Auf den Inseln des Archipels produzieren viele Pflanzen aber auch harte Samen, die ein graziles Beißwerkzeug kaum knacken kann. Um diese energiereiche Nahrung nutzen zu können, braucht es kräftigere Schnäbel, die sich beim Mittelgrundfink dann auch entwickelt haben. Das schwere Beißwerkzeug macht auch den Gesang des Vogels dunkler, während der Waldsängerfink heller singt.

Die Tonlage hat der Mangrovenfink samt des schmalen Schnabels beibehalten. Nur lebt er damit im Mangrovenwald, der nur auf der Galapagos-Insel Isabela wächst. Im dunklen Grün würde das hellbraune Gefieder am Bauch des Waldsängerfinken aber auffallen und die Tiere würden leichter zur Beute von Räubern. Der Mangrovenfink hat daher olivgrünes Gefieder entwickelt, das ihn tarnt – und wurde unter dem Druck der Umweltbedingungen zur eigenen Art.

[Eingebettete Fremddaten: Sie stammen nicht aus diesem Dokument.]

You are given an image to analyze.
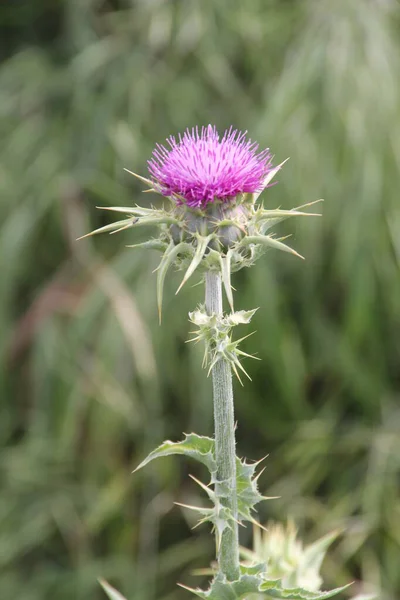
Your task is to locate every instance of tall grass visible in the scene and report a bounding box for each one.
[0,0,400,600]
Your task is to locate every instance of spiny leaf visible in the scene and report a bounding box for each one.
[181,576,349,600]
[220,249,234,312]
[302,529,341,570]
[99,579,126,600]
[96,206,160,217]
[126,239,168,252]
[124,167,154,188]
[226,308,258,326]
[157,241,192,323]
[176,234,214,293]
[253,158,289,202]
[240,235,304,260]
[179,575,261,600]
[255,198,323,233]
[78,217,135,240]
[236,457,265,521]
[259,580,351,600]
[134,433,217,475]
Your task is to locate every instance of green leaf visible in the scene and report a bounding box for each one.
[240,235,304,260]
[181,575,261,600]
[157,241,192,323]
[134,433,217,476]
[181,565,349,600]
[126,239,168,252]
[176,234,214,293]
[78,217,135,240]
[236,457,266,521]
[302,529,341,571]
[99,579,126,600]
[226,308,258,326]
[260,580,351,600]
[220,249,234,312]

Eher die Ausnahme als die Regel

Diesen Einfluss von unterschiedlichen Lebensräumen auf die Gestalt der Arten fanden Anderson und Weir aber nur bei wenigen der untersuchten Artenpaare. Die meisten entwickelten sich in sehr ähnlichen Lebensräumen zu getrennten Arten. Dabei wirken sich auch zufällige Veränderungen aus, etwa, wenn in einem Tiefland-Regenwald Vögel einen neuen Gesang ausprobieren, während ihre Verwandtschaft in einem ähnlichen Gebiet hinter einer Barriere, wie etwa einem Gebirge oder einem Gewässer, bei ihrem angestammten Lied bleibt.

Arten spalten sich auch in sehr ähnlichen Lebensräumen auf. „Adaptive ökologische Divergenz ist bei Wirbeltieren eher die Ausnahme als die Regel“, schreiben die Autoren. Das widerspreche der klassischen Vorstellung, dass Anpassungen an unterschiedliche Bedingungen die Artenbildung einleiten. Das Ergebnis unterstützt „ein sich abzeichnendes Bild“, wonach neue Arten häufig entstehen, obwohl sie sich ökologisch kaum auseinanderentwickeln.